Hay dos puntos interesantes en esa noticia. Uno es el dato de que Ecuador había planteado, al mundo, no operar en ese territorio en aras de la defensa del medio ambiente, pero a cambio de recibir una compensación internacional por ese gesto. El gobierno, sin embargo, apenas consiguió 0,37% del objetivo que se había propuesto y la iniciativa fue archivada. El otro punto es aún más relevante.

Lo que The Guardian obtuvo es un documento que indica que ya desde 2010 el gobierno preparaba la instalación de plantas de energía para perforar en ese sitio protegido. Es decir, señala perplejo el diario de Londres: “Lo hizo al mismo tiempo que enarbolaba ese proyecto de alto perfil ecológico que prometía no explotar el sitio ...”.

La razón del ardid, habría sido evitar el eventual drenaje de votos que se hubiera producido de conocerse las verdaderas intenciones (ver http://www.theguardian.com/environment/2014/jul/02/ecuador-power-plant-yasuni-national-park-documents).
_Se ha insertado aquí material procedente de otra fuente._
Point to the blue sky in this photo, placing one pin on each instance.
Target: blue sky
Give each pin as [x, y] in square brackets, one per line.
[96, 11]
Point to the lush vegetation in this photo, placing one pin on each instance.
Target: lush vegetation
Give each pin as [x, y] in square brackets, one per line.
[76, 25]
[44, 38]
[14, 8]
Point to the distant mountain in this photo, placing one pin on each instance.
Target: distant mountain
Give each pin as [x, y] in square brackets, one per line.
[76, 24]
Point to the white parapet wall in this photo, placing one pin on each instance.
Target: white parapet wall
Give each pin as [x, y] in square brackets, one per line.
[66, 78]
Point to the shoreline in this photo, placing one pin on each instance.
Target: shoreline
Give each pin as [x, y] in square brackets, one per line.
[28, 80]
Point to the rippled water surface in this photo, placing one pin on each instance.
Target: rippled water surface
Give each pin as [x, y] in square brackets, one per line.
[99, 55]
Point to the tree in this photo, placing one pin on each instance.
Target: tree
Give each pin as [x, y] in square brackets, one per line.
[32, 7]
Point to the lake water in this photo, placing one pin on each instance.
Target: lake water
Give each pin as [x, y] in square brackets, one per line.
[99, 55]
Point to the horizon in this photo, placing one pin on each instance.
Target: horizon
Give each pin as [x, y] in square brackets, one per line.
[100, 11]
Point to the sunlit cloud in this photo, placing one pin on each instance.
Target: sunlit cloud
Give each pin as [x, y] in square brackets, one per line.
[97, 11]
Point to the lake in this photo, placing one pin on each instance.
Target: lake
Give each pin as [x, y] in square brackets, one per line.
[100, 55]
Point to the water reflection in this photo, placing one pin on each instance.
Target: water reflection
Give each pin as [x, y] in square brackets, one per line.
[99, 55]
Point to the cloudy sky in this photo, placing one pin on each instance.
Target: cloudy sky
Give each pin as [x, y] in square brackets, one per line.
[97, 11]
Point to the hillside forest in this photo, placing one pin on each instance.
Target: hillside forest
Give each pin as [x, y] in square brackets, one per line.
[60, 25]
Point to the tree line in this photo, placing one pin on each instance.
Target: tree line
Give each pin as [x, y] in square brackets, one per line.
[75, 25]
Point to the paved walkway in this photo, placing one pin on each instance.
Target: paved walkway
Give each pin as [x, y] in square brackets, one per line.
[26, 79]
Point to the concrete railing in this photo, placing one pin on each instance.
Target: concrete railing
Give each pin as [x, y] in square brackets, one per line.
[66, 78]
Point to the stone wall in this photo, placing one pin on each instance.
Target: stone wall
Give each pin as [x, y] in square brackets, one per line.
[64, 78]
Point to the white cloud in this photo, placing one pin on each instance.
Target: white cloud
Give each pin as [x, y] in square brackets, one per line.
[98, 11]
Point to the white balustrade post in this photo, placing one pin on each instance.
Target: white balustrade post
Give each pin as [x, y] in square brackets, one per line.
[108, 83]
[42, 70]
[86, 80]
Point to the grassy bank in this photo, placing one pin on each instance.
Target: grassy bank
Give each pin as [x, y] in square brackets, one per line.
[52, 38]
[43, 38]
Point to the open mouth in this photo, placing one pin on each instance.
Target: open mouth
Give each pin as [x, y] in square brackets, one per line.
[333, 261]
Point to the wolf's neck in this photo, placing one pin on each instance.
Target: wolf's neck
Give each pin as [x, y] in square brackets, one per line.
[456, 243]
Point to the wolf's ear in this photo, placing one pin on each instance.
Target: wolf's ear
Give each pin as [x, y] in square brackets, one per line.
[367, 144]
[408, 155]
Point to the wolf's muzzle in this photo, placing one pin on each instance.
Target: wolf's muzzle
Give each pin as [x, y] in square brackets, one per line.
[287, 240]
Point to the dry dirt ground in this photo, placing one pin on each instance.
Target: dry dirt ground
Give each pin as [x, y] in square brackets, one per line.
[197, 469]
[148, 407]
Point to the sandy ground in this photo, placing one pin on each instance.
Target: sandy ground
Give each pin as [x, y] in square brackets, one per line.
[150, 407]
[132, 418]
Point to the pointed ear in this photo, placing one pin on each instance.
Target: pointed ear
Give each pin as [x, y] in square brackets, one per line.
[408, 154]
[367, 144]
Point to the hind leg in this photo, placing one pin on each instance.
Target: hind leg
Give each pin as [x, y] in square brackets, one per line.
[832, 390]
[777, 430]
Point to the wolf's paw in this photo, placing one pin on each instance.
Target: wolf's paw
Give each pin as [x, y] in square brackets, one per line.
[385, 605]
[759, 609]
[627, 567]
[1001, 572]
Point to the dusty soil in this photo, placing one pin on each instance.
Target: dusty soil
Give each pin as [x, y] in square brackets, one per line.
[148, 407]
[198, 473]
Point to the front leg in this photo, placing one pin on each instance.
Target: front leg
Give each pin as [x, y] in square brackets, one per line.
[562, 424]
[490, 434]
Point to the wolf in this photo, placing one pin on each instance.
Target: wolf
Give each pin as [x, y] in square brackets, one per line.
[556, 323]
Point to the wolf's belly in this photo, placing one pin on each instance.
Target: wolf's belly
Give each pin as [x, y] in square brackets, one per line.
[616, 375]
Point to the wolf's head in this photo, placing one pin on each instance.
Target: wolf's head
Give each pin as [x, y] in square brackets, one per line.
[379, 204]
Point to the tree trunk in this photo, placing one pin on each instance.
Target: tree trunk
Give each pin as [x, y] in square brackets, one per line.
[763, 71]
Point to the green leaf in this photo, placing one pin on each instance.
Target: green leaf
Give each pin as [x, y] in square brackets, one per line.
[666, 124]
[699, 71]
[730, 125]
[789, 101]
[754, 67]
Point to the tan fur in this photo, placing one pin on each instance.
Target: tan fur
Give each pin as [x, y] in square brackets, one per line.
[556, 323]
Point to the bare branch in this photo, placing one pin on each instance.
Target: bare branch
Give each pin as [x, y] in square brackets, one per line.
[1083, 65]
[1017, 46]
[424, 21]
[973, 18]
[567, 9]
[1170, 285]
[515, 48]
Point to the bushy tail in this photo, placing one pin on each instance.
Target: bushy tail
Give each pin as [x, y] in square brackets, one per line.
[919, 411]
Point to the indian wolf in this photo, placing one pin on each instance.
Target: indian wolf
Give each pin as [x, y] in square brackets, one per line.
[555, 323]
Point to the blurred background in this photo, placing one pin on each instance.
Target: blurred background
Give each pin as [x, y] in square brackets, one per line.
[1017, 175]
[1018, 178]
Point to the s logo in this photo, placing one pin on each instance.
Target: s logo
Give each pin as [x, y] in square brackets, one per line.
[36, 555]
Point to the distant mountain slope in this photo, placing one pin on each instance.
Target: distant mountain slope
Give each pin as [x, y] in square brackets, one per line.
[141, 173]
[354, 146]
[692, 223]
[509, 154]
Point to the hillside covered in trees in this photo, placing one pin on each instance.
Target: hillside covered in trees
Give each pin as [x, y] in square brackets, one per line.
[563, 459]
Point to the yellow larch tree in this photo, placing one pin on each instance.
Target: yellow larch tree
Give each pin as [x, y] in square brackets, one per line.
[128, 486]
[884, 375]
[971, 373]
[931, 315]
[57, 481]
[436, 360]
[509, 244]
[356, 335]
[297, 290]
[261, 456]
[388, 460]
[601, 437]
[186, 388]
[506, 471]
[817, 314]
La idea profunda en este armado dominante es la suposición de que le asiste al Estado el derecho a controlar lo que la gente mira, lee, su forma de vivir, lo que adquiere o le será vedado por medio de cepos cambiarios o de otro tipo. Es un modo de bastardear la importancia que sí debería tener un Estado seriamente involucrado.

En aquel camino las instituciones republicanas no pueden ser fuertes porque limitarían el control que el líder pretende ejercer sobre su grey. Ése es el concepto del que hablamos, que define una república lisiada donde las mayorías son creadas con patrimonialismo y cuando votan lo hacen para avalar. Es una forma de vasallaje que tiene del otro lado una forma de monarquía.

El experimento chavista es el más depurado ejemplo de este ejercicio y el que logró un control social casi absoluto. En Venezuela, los medios insumisos son minoritarios y están acorralados por maniobras que llegan hasta el escamoteo del papel, pero también bajo la espada de una legislación que incluso los ha demandado por incluir fotografías de calamidades naturales porque crean “zozobra” a la población. El modelo gubernativo creado por Chávez pone al caudillo por encima del resto de las estructuras, evitando controles y reduciendo a un carácter de escribanía al Congreso o a una oficina subsidiaria del Ejecutivo al Poder Judicial.

Paraísos donde hay desiertos

El caso de Venezuela es aún más aberrante que el de Ecuador o Bolivia porque el país, al revés de esos ejemplos, vive una bancarrota y está en manos de un gobierno cuyos balbuceos comprometen a todos. Pero no se permite que la prensa detalle esos riesgos mientras la maquinaria oficial relata paraísos donde hay desiertos. Existe una coherencia perversa en esto.

Las monarquías son estructuras totalizadoras, no esperan la opinión de los pueblos y menos la sospecha o la crítica. El anuncio de Nicolás Maduro, el fallido sucesor de Chávez, sobre la llegada de un economista cubano educado en la URSS para asesorarlo como un hechicero sobre la devastadora crisis que devora a su país, es una pieza perfecta de este laberinto que va del relato absurdo a la realidad. El invitado es un ex amigo del Che, sin predicamento hoy en la isla, pero con imagen suficiente para apuntalar en el ocaso la leyenda de la revolución mientras el gobierno, oculto de las noticias, prepara clandestinamente el peor de los jarabes para huir del abismo.